Acompanhado na visita pelos ministros da Defesa, José Múcio, das Minas e Energia, Alexandre Silveira, da Ciência e Tecnologia, Luciana Santos, e da presidente da Petrobras, Magda Chambriard, o presidente Lula também defendeu a possibilidade de o Brasil exportar urânio enriquecido para outros países interessados em utilizar a energia nuclear para fins pacíficos.
“É importante que a gente tenha tecnologia pra dar e pra vender, para que a gente possa enriquecer urânio para fins pacíficos como está na nossa constituição e pra vender para o mundo”, afirmou Lula.

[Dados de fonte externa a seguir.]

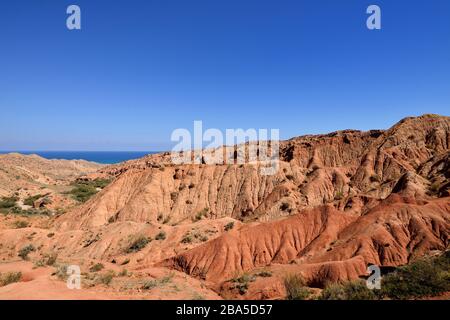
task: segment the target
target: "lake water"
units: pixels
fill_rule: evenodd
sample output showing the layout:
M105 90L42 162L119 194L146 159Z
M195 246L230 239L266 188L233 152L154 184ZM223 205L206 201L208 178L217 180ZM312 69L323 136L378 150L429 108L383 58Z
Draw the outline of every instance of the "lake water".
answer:
M12 151L0 151L0 154ZM21 154L37 154L46 159L87 160L104 164L114 164L142 158L151 151L14 151Z

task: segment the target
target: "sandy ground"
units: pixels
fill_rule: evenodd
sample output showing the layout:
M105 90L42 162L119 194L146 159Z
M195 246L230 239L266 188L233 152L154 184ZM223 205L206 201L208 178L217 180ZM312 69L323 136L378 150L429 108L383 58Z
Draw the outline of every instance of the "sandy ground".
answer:
M52 276L55 268L35 268L32 263L17 261L0 263L0 273L22 272L22 280L0 287L0 300L178 300L178 299L220 299L213 291L202 286L199 281L186 279L175 274L170 285L149 291L122 291L118 285L95 286L81 289L69 289L65 281ZM167 270L149 270L153 276L163 275Z

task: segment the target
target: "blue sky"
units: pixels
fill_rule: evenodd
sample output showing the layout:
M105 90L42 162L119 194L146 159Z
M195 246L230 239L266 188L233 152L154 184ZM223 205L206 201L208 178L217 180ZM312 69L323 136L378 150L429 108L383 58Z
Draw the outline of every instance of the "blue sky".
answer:
M450 114L448 0L2 1L0 39L0 150L163 150L194 120L290 138Z

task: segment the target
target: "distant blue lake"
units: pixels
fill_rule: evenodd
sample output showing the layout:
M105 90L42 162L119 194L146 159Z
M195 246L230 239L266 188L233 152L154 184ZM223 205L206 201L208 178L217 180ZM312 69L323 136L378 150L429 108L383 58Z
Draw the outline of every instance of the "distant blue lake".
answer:
M46 159L87 160L104 164L119 163L157 153L151 151L0 151L0 154L10 152L37 154Z

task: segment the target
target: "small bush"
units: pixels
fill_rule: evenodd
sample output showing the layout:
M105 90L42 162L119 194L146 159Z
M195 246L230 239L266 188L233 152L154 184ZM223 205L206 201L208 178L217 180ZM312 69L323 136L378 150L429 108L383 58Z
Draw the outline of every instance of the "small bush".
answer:
M24 221L24 220L14 221L14 228L16 228L16 229L28 228L29 225L30 224L27 221Z
M234 228L234 222L232 221L232 222L229 222L229 223L227 223L226 225L225 225L225 231L230 231L231 229L233 229Z
M262 278L270 278L272 276L272 272L267 271L267 270L263 270L261 272L259 272L257 274L258 277L262 277Z
M146 281L143 285L142 285L142 289L143 290L152 290L156 287L160 287L160 286L164 286L166 284L168 284L169 282L172 281L174 274L173 273L169 273L168 275L160 278L160 279L156 279L156 280L149 280Z
M243 274L239 278L232 279L231 281L234 283L232 289L238 289L241 295L247 293L249 284L256 280L256 276Z
M192 221L197 222L197 221L202 220L204 217L207 216L208 212L209 212L209 208L204 208L202 211L197 212L197 214L192 219Z
M57 253L44 254L42 258L36 262L37 267L53 266L58 258Z
M126 248L126 253L138 252L144 249L147 244L152 241L151 238L139 235L131 240L130 244Z
M434 182L430 185L430 193L431 194L439 193L440 189L441 189L441 185L438 182Z
M103 270L105 266L101 263L96 263L92 267L89 268L90 272L99 272L100 270Z
M19 198L17 197L3 197L0 200L0 208L1 209L9 209L16 205L17 200Z
M18 256L23 260L28 260L28 255L33 251L36 251L35 247L32 244L29 244L19 250Z
M181 243L192 243L194 241L194 237L188 232L183 236L183 239L181 239Z
M319 300L376 300L373 290L367 288L364 281L352 281L344 284L331 284L321 293Z
M27 205L27 206L33 206L34 202L42 197L43 197L43 195L41 195L41 194L37 194L35 196L28 197L23 201L23 204Z
M283 202L282 204L281 204L281 206L280 206L280 210L281 211L286 211L286 210L288 210L290 208L290 205L289 205L289 203L287 203L287 202Z
M8 284L19 282L22 279L22 272L6 272L0 273L0 287Z
M166 239L166 233L164 231L161 231L155 237L155 240L165 240L165 239Z
M114 271L110 270L110 271L108 271L106 273L103 273L103 274L97 276L95 278L95 282L104 284L106 286L109 286L111 284L111 282L112 282L114 277L115 277Z
M56 266L55 272L53 272L54 276L56 276L59 280L67 280L69 275L67 274L67 265L59 264Z
M284 279L286 288L286 299L306 300L311 295L311 291L305 286L305 281L299 275L289 275Z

A Constituição brasileira determina que todas as atividades nucleares devem ter fins pacíficos e estabelece que a União deve ter o monopólio sobre atividades como por exemplo, o enriquecimento e o reprocessamento de materiais nucleares. Já a comercialização com outros países está sujeita a autorizações e controles dos órgãos responsáveis pelo setor nuclear.
Na visita ao Centro Nuclear de Aramar, Lula também conheceu o Laboratório de Geração de Energia Nucleoelétrica. No local, o presidente obteve informações sobre o desenvolvimento do primeiro submarino de propulsão nuclear do país, e disse que o Brasil, com o tamanho de seu território, não pode ficar com a “cabeça curvada” para sempre.
“O que a gente não pode é ter um país deste tamanho de cabeça baixa o tempo todo. A gente não tem soberania nacional porque faz discurso”, disse o presidente.
Nesse sentido, Lula se comprometeu a obter os recursos para “terminar de uma vez por todas” o submarino, cuja data de conclusão foi adiada por falta de orçamento e agora está prevista para 2038.
“Uma coisa dessa não pode ficar à mercê da volatilidade do nosso orçamento. Se a gente quer submarino de verdade, se é importante pra soberania nacional, para o Brasil ser respeitado no mundo, a gente tem que dar continuidade, estamos falando do futuro, do emprego qualificado, enriquecimento de urânio, saúde, energia", declarou Lula.